En ningún caso podrá designarse en el contrato de seguro, de antemano, a la persona del árbitro.
En las disputas entre el asegurado y el asegurador que surjan con motivo de un siniestro cuyo monto sea inferior a diez mil (10.000) unidades de fomento, el asegurado podrá optar por ejercer su acción ante la Justicia Ordinaria.

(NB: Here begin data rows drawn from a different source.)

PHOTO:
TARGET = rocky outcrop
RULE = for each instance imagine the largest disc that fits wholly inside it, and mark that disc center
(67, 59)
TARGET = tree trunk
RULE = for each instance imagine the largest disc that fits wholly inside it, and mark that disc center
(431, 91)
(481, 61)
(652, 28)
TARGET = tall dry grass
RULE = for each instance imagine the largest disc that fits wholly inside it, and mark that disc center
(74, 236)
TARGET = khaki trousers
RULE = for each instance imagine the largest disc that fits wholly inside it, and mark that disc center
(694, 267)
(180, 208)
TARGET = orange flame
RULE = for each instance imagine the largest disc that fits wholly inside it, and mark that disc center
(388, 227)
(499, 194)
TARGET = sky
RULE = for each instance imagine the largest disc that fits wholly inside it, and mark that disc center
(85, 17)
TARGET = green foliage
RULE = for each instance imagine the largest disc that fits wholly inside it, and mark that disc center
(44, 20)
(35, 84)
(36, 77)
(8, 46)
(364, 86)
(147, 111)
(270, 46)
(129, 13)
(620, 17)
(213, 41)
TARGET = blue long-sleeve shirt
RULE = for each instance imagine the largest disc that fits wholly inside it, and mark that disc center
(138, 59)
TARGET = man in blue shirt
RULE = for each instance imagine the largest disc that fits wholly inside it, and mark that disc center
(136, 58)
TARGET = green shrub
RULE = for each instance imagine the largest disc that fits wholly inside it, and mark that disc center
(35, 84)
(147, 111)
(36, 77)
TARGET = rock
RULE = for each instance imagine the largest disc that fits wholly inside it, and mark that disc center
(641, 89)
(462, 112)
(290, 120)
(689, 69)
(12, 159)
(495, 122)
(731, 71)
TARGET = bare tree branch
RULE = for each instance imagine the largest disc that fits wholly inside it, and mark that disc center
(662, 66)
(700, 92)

Sin embargo, el asegurado o el beneficiario podrán por sí solos someter al arbitraje de la CMF (Comisión para el Mercado Financiero), las resolución de las dificultades que se produzcan con la compañía aseguradora cuando el monto de la indemnización reclamada no sea superior a ciento veinte (120) Unidades de Fomento.
ARTÍCULO 30°: DOMICILIO
Será tribunal competente para conocer de las causas a que diere lugar el contrato de seguro el del domicilio del beneficiario conforme al artículo 543 del Código de Comercio.